I listen to youngsters agonising over every single decision, saying ‘But, what if…” and I think of those women. They had no time to go to the library to check every possible pitfall they could face as we now do on Google; they had to write individual letters to friends if they wanted to canvas opinions rather than send a message to a Whatsapp group and they had no self-help books to work out their strategy to success. They had to be completely self-reliant.
During Lockdown, when I was feeling fed up that I couldn’t meet my friends or go and stay with family, I would ring Helen, a 95-year-old WAAF plotter and she would tell me she hadn’t been out in months, hadn’t seen anyone for days but her advice was, in the words of Churchill, to KBO- keep buggering on.
I might add that to my parents’ maxim as another way to ensure success in life.
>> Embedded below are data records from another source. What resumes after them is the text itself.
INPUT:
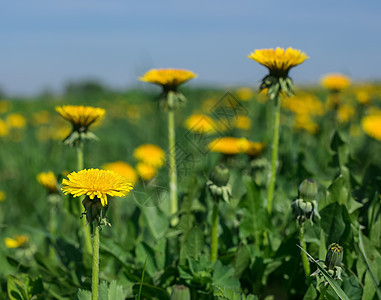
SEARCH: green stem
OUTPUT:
[267,93,280,214]
[91,225,99,300]
[77,140,92,254]
[210,201,218,263]
[168,109,179,226]
[300,223,311,280]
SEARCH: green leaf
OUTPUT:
[213,260,240,290]
[74,289,91,300]
[358,228,381,300]
[320,203,345,243]
[303,284,317,300]
[297,245,350,300]
[234,244,250,278]
[7,274,44,300]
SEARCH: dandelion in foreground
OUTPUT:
[4,235,29,248]
[62,169,132,299]
[248,47,308,213]
[56,105,106,146]
[139,69,197,226]
[61,169,132,210]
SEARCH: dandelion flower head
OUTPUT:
[61,169,132,206]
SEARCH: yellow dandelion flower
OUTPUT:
[0,119,9,137]
[134,144,165,168]
[56,105,106,130]
[4,235,29,248]
[6,114,26,128]
[184,114,216,134]
[321,73,351,91]
[136,162,157,180]
[0,190,7,202]
[139,69,197,90]
[356,90,371,105]
[337,104,355,123]
[236,87,254,101]
[103,161,138,183]
[208,137,250,155]
[248,47,309,76]
[61,169,132,206]
[361,114,381,141]
[233,115,251,130]
[245,141,265,156]
[37,171,58,193]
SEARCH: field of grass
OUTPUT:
[0,78,381,300]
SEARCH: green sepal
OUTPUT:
[63,130,99,147]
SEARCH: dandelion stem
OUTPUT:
[168,108,179,226]
[77,140,92,254]
[91,225,99,300]
[300,222,311,280]
[210,201,218,263]
[267,93,280,214]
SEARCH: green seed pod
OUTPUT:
[299,179,318,201]
[170,285,191,300]
[325,243,344,270]
[209,164,230,187]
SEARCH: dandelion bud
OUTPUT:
[325,243,344,270]
[170,285,191,300]
[299,179,318,201]
[209,165,230,187]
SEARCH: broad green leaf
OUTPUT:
[320,203,345,243]
[213,260,240,290]
[358,228,381,300]
[297,245,350,300]
[303,284,317,300]
[74,289,91,300]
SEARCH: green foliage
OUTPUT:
[0,84,381,300]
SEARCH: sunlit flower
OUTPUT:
[233,115,251,130]
[136,162,157,180]
[245,141,265,156]
[0,119,9,137]
[208,137,249,155]
[337,104,355,123]
[0,100,11,114]
[32,110,51,124]
[184,114,216,134]
[0,190,7,202]
[356,90,371,105]
[361,114,381,141]
[139,69,197,90]
[248,47,309,77]
[56,105,106,131]
[321,73,351,92]
[37,171,58,193]
[4,235,29,248]
[103,161,138,183]
[61,169,132,206]
[236,87,254,101]
[6,114,26,128]
[134,144,165,168]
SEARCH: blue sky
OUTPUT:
[0,0,381,95]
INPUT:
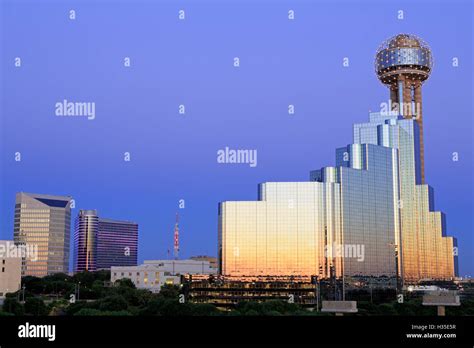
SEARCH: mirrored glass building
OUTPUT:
[218,34,457,282]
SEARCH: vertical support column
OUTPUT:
[414,81,425,184]
[390,85,400,114]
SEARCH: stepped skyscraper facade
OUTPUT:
[218,34,457,283]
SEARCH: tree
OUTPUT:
[2,297,25,315]
[159,284,179,299]
[25,297,48,315]
[99,295,128,311]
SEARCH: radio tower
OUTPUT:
[173,213,179,260]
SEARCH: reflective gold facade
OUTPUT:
[219,182,341,277]
[218,35,458,283]
[354,113,457,282]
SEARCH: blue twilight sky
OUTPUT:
[0,0,474,276]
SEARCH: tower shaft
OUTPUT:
[390,75,425,184]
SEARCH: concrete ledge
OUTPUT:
[321,301,357,313]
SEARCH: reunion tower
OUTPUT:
[375,34,433,183]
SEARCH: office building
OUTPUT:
[74,210,138,272]
[110,260,217,293]
[218,34,457,284]
[97,218,138,269]
[0,240,22,299]
[13,192,71,277]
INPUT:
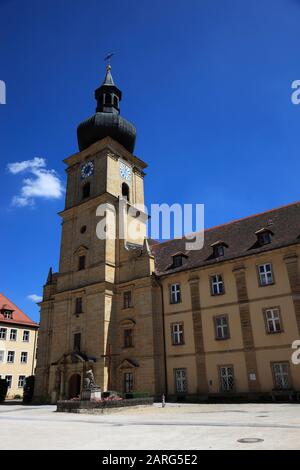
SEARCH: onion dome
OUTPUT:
[77,65,136,153]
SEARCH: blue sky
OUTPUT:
[0,0,300,320]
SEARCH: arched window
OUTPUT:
[82,183,91,199]
[122,183,130,201]
[105,93,111,104]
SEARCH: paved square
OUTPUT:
[0,404,300,450]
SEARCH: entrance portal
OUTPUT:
[69,374,81,399]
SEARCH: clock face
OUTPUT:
[81,162,94,179]
[120,162,131,182]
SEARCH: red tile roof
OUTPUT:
[151,201,300,275]
[0,292,39,327]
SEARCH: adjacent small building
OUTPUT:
[35,66,300,403]
[0,293,39,398]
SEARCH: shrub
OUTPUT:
[124,392,150,400]
[0,379,8,403]
[23,375,34,403]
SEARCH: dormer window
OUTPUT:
[2,310,13,320]
[255,228,274,246]
[211,240,228,258]
[169,251,188,269]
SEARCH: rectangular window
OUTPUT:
[75,297,82,313]
[272,362,290,390]
[123,290,132,308]
[0,328,7,340]
[170,283,181,304]
[174,369,187,393]
[23,330,30,343]
[21,351,28,364]
[124,372,133,393]
[171,322,184,346]
[18,375,25,388]
[258,263,274,286]
[74,333,81,352]
[210,274,225,295]
[78,255,85,271]
[265,308,282,333]
[9,330,17,341]
[214,315,229,339]
[7,351,15,364]
[124,328,133,348]
[220,366,234,392]
[5,375,12,388]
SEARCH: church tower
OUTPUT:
[35,65,165,403]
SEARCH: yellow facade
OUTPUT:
[161,246,300,396]
[0,322,37,398]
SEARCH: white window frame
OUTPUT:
[0,327,7,341]
[18,375,26,388]
[272,362,290,390]
[20,351,28,364]
[258,263,274,287]
[171,322,184,346]
[9,328,18,341]
[174,368,188,393]
[23,330,30,343]
[3,310,13,320]
[210,274,225,295]
[264,307,282,334]
[5,375,12,388]
[170,282,181,304]
[219,366,234,392]
[214,315,229,339]
[6,351,16,364]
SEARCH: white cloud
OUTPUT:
[7,157,64,207]
[7,157,46,175]
[27,294,43,302]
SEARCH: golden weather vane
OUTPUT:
[104,52,114,68]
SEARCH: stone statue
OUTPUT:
[81,369,101,401]
[83,369,99,390]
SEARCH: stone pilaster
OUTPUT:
[283,253,300,335]
[233,265,260,392]
[189,277,208,393]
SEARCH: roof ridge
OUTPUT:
[151,201,300,248]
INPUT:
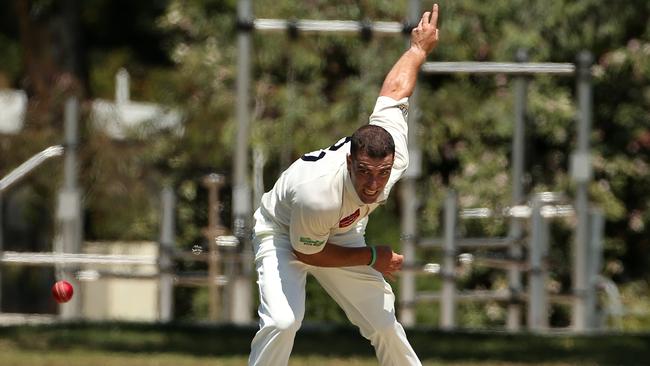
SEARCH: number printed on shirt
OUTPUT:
[300,136,351,161]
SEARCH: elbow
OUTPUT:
[379,79,413,100]
[293,249,315,265]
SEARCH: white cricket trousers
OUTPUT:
[248,235,421,366]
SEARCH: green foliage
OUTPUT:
[0,0,650,327]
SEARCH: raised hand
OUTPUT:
[373,245,404,281]
[411,4,439,54]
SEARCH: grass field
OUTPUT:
[2,349,596,366]
[0,323,650,366]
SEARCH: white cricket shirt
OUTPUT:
[254,96,409,255]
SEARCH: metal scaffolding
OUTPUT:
[233,0,593,331]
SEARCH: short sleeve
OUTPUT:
[289,203,331,255]
[370,96,409,188]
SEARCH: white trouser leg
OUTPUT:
[309,266,421,366]
[248,236,307,366]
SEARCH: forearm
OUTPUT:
[293,242,372,267]
[379,4,438,100]
[379,47,427,100]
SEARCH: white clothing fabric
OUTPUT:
[249,97,420,366]
[248,234,421,366]
[255,97,408,254]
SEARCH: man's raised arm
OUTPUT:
[379,4,438,100]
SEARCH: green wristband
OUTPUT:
[368,245,377,267]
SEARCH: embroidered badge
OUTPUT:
[397,104,409,119]
[339,208,361,227]
[300,236,325,247]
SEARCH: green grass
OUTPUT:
[0,348,595,366]
[0,323,650,366]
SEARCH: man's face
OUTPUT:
[348,152,395,204]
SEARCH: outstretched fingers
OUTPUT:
[425,4,438,28]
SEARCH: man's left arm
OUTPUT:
[379,4,438,100]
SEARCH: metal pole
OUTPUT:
[422,61,575,75]
[55,97,83,319]
[440,190,458,330]
[528,195,548,331]
[571,51,593,331]
[232,0,253,324]
[158,187,176,322]
[506,49,528,331]
[0,192,4,313]
[203,173,228,321]
[585,209,605,329]
[399,0,421,326]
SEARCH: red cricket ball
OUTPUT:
[52,280,74,304]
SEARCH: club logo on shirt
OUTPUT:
[339,208,361,228]
[397,104,409,119]
[300,236,325,247]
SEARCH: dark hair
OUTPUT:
[350,125,395,159]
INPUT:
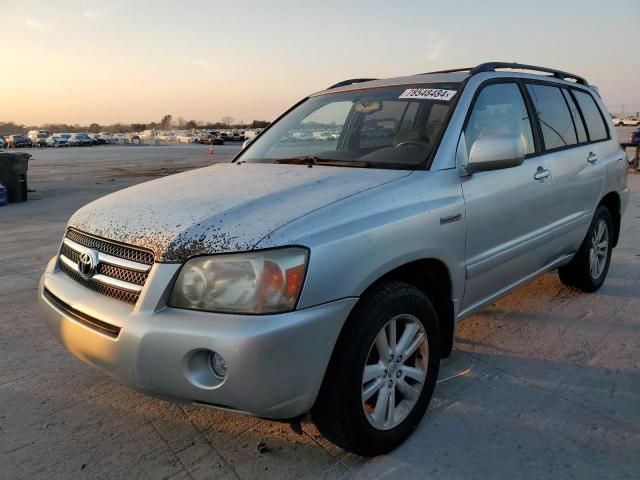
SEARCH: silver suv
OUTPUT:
[39,63,628,455]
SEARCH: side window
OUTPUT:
[527,84,578,150]
[562,88,587,143]
[573,90,608,142]
[464,83,535,154]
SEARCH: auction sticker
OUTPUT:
[398,88,456,102]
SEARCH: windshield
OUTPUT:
[238,84,460,170]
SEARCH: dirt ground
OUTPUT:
[0,146,640,480]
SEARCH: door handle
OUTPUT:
[533,167,551,180]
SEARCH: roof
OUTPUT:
[313,62,589,96]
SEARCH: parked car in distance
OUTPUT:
[6,135,33,148]
[96,132,111,144]
[38,62,629,456]
[209,135,224,145]
[176,133,198,143]
[45,133,71,147]
[67,133,93,147]
[27,130,51,147]
[27,130,51,147]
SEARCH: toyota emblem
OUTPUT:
[78,250,98,278]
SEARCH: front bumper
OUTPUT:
[38,259,356,419]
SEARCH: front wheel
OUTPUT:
[311,282,440,456]
[558,206,613,293]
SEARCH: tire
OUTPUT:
[311,281,440,456]
[558,205,613,293]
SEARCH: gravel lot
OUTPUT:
[0,143,640,479]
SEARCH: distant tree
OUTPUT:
[160,114,173,130]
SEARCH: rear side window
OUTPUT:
[573,90,608,142]
[464,83,535,154]
[527,84,578,150]
[562,88,587,143]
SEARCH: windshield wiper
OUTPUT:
[274,155,371,168]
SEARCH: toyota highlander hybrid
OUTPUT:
[39,62,628,455]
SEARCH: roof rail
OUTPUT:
[421,67,475,75]
[469,62,589,85]
[427,62,589,85]
[327,78,377,90]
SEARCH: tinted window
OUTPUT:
[573,90,608,142]
[464,83,535,154]
[527,84,578,150]
[562,88,587,143]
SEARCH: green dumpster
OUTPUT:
[0,152,31,203]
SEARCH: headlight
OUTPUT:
[169,247,308,313]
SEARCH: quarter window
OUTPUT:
[527,84,578,150]
[464,83,535,155]
[562,88,587,143]
[573,90,608,142]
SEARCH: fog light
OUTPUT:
[209,352,227,380]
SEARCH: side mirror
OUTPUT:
[467,134,525,173]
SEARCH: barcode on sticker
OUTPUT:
[398,88,456,101]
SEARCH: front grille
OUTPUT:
[60,229,154,304]
[67,229,153,265]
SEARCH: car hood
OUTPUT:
[68,163,411,262]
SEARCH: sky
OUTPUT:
[0,0,640,125]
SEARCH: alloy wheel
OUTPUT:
[361,314,429,430]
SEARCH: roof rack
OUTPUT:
[327,78,377,90]
[427,62,589,85]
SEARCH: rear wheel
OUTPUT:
[558,206,613,292]
[311,282,440,456]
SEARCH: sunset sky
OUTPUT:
[0,0,640,124]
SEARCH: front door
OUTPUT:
[459,82,553,313]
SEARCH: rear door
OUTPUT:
[527,83,607,257]
[459,81,553,313]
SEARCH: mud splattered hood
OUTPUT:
[68,163,410,262]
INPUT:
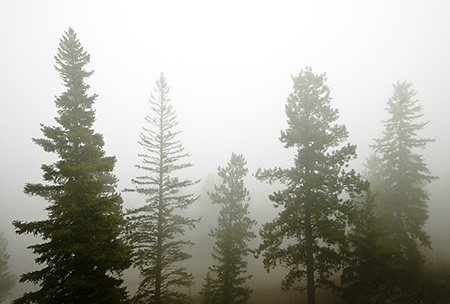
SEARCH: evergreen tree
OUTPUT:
[371,82,436,303]
[206,153,256,304]
[127,73,197,304]
[0,232,17,303]
[13,28,130,304]
[341,188,395,304]
[256,68,361,304]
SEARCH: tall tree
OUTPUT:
[127,73,197,304]
[0,232,17,303]
[370,82,436,303]
[340,188,396,304]
[256,68,360,304]
[203,153,256,304]
[13,28,130,303]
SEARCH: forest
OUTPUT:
[0,28,450,304]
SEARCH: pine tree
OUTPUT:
[0,232,17,303]
[340,188,395,304]
[256,68,360,304]
[13,28,130,304]
[206,153,256,304]
[372,82,436,303]
[127,73,197,304]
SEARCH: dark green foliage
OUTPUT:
[127,74,196,304]
[341,189,396,304]
[14,28,130,304]
[256,68,361,304]
[202,153,256,304]
[0,232,17,303]
[369,82,435,303]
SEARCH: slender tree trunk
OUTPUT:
[305,200,315,304]
[305,164,316,304]
[155,100,164,304]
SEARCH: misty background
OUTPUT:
[0,0,450,298]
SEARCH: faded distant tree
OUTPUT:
[340,189,396,304]
[0,232,17,303]
[369,82,436,303]
[126,73,196,304]
[256,68,361,304]
[202,153,256,304]
[13,28,131,304]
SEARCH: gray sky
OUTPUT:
[0,0,450,296]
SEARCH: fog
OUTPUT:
[0,0,450,298]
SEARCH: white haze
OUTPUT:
[0,0,450,296]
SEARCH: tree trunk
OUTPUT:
[305,200,315,304]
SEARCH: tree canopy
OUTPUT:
[126,73,197,304]
[13,28,130,304]
[256,68,361,304]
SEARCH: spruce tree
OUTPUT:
[340,188,395,304]
[13,28,130,304]
[370,82,436,303]
[256,68,361,304]
[0,232,17,303]
[203,153,256,304]
[127,73,197,304]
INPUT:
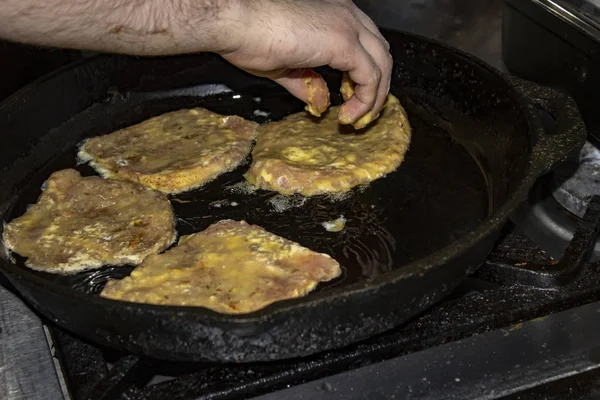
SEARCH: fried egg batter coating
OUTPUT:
[78,108,257,194]
[101,220,341,314]
[3,169,176,274]
[246,94,411,196]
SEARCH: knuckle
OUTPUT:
[385,53,394,70]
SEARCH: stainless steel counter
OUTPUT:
[0,0,503,400]
[354,0,505,71]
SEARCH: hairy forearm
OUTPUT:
[0,0,243,55]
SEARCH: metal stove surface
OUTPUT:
[0,0,600,400]
[37,223,600,400]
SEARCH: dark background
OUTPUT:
[0,0,502,100]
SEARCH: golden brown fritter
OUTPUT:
[3,169,175,274]
[79,108,257,193]
[246,95,411,196]
[101,220,341,314]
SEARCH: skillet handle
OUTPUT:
[506,75,587,177]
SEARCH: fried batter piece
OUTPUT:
[246,94,411,196]
[101,220,341,314]
[3,169,176,274]
[78,108,257,194]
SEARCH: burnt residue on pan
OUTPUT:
[9,89,490,293]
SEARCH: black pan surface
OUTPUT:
[8,88,489,293]
[0,31,585,361]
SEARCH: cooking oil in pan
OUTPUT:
[4,89,488,293]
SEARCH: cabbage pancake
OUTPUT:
[79,108,257,193]
[3,169,175,273]
[101,220,340,314]
[246,95,411,196]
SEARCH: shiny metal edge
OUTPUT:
[43,325,71,400]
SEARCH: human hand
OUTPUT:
[221,0,392,128]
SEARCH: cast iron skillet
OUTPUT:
[0,31,586,361]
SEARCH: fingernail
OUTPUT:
[352,112,379,130]
[338,108,353,125]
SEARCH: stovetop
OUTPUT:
[5,0,600,400]
[22,222,600,400]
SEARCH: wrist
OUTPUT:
[166,0,246,54]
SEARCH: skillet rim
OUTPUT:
[0,29,572,325]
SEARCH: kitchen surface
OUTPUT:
[5,0,600,400]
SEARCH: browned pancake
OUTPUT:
[79,108,256,193]
[3,169,175,273]
[246,95,411,196]
[101,220,341,314]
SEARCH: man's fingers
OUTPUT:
[360,32,393,119]
[329,43,381,124]
[271,68,329,117]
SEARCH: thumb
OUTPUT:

This article was written for the website: The Female Lead. The organisation was started by Edwina Dunn and she seems a woman after my own heart. This is why she says she started it:
“Girls learn early on that society expects them to marry and have children. When they do, they are asked to be grateful for maternity leave and the benefits they are offered by organisations which enable them to go back to work and still be a mother. These benefits often take the place of promotion and pay rises. The benefits are added to the salary and the calculation of cost, to the organisation, is set against salaries of men. Quite often women don’t want to ‘rock the boat’ and seem ungrateful. And so, women fall behind men who may well be fathers but who don’t have to argue for benefits, just their promotions and salary.
“From a young age, girls are taught to be polite and to care about their appearance. When girls consume these messages, they are shown unrealistic targets of air-brushed lives served up by magazines and automated feeds on social media. The more they watch, the more they are sent. It’s often a toxic diet and it leaves millions of girls feeling inadequate and less than perfect. Too often this can damage mental health and this is on the rise at a worrying scale.”